Autovelox non omologati: “Multe nulle per milioni”, e l’Anci teme la pioggia di ricorsi

La Corte di Cassazione accoglie il ricorso di un automobilista veneto. I Comuni italiani tremano “In Italia sono quasi tutti così”.

Roma – Le multe per eccesso di velocità non sono valide se l’Autovelox non è stato “omologato”, ma solo “approvato”. Lo ha stabilito la Corte di Cassazione, con l’ordinanza 10505/2024 del 19 aprile, che ritiene illegittima la prassi finora applicata dalla polizia. La decisione ha riguardato una vicenda, in particolare: la Suprema Corte ha respinto il ricorso del Comune di Treviso e quindi la multa, presa da un automobilista mentre stava viaggiando a 97 chilometri all’ora in un tratto in cui la velocità massima consentita è di 90. Risultato: multa annullata. L’autovelox che aveva rilevato la violazione infatti era stato solo “approvato” e non “omologato”.

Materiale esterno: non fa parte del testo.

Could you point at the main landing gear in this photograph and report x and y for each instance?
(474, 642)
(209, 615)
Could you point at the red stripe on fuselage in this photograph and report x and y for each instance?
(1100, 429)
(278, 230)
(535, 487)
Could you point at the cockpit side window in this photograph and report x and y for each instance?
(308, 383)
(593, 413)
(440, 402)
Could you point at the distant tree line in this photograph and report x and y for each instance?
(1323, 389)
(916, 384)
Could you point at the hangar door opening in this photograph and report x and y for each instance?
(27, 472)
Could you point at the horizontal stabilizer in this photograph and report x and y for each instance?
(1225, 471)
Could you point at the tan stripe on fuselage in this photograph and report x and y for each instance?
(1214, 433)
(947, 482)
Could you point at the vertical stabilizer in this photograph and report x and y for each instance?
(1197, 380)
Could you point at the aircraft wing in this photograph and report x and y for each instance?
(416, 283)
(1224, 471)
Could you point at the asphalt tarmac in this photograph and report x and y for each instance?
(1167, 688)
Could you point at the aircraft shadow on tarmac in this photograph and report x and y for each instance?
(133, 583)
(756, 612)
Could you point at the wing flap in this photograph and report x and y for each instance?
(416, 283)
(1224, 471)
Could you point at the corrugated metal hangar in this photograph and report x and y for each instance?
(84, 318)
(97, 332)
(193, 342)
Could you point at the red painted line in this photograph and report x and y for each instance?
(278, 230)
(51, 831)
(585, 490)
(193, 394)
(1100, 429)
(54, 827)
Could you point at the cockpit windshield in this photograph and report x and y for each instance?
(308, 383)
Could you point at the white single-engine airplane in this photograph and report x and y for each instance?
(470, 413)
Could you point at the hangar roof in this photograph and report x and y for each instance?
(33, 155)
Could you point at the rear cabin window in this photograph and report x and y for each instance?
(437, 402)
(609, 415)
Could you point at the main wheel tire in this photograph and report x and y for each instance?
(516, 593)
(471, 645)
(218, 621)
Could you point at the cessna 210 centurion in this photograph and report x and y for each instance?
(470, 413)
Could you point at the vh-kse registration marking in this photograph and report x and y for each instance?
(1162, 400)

Una pronuncia che fa tremare non poco le casse dei Comuni italiani visto che gli apparecchi approvati ma non omologati sono disseminati in grande quantità in tutte le regioni italiane. Ora l’Anci teme una valanga di ricorsi e l’annullamento di multe per milioni di euro. Il ministero delle Infrastrutture ha sempre affermato, fino ad oggi, che “approvazione” e “omologazione” fossero la stessa cosa (circolare n. 8176/2020), e per entrambi i requisiti valeva la stessa attività. Ma una circolare ministeriale – che è fonte del diritto di rango secondario – non può prevalere sul Codice della strada, che invece è fonte di rango primario, trattandosi di una legge.

Per la Suprema Corte, invece, “omologazione” e “approvazione” sono due concetti diversi. Stando ai giudici, esistono infatti due procedimenti che hanno caratteristiche, natura e finalità diverse: uno, l’omologazione ministeriale, autorizza la riproduzione in serie di un apparecchio testato in laboratorio, garantendo la perfetta funzionalità e la precisione dello strumento elettronico. È propedeutico all’altro, l’approvazione del prototipo: un procedimento che invece non richiede la comparazione dello strumento con tanto di caratteristiche ritenute fondamentali.

La Cassazione si rifà alla norma primaria: l’articolo 45, comma 6, del Codice della strada. Le circolari ministeriali “evocate dal ricorrente” (il Comune) che parlano di equivalenza fra omologazione e approvazione non contano, perché i due termini sono differenti sul piano formale e sostanziale. Stando così le cose, le multe rilevate attraverso Autovelox solo “approvati” sono quindi da considerarsi illegittime. Il ricorso può essere presentato entro 60 giorni dal ricevimento del verbale dinanzi al Prefetto, o entro 30 dinanzi al giudice di pace. Per tutte le multe che risalgono a un periodo antecedente, invece, si è verificata una sorta di sanatoria

Il timore che i ricorsi possano fioccare è concreto. Inoltre, se la multa viene annullata in primo grado, quanti comuni ricorrerebbero in appello e poi in Cassazione con il precedente della stessa Corte che come di prassi fa giurisprudenza? Due comuni del trevigiano hanno già ammesso di aver perso due ricorsi in primo grado. Ed è solo l’inizio di una escalation che porteranno giudizi negativi per le amministrazioni locali. Del resto, anche lo stesso direttore dell’Anci del Veneto, Carlo Rapicavoli, ammette che tantissimi autovelox non sono omologati, visto che dal 2020 si è praticamente proceduto quasi esclusivamente con le “autorizzazioni” perché pareva bastasse così.

Ma le cifre in bilico per i comuni fanno tremare i polsi. Solo in Veneto, le sanzioni per violazioni al codice della strada valgono circa 50 milioni l’anno e sono per un terzo addebitabili al superamento dei limiti di velocità riscontrato dalle apparecchiature elettroniche. La quota normalmente riscossa dal Comune di Treviso sarebbe di poco inferiore ai 4 milioni. Se si pensa che in Italia esistono più di 11mila apparecchi elettronici di rilevamento della velocità si fa presto a intasare i tribunali soltanto di ricorsi per riottenere i soldi versati.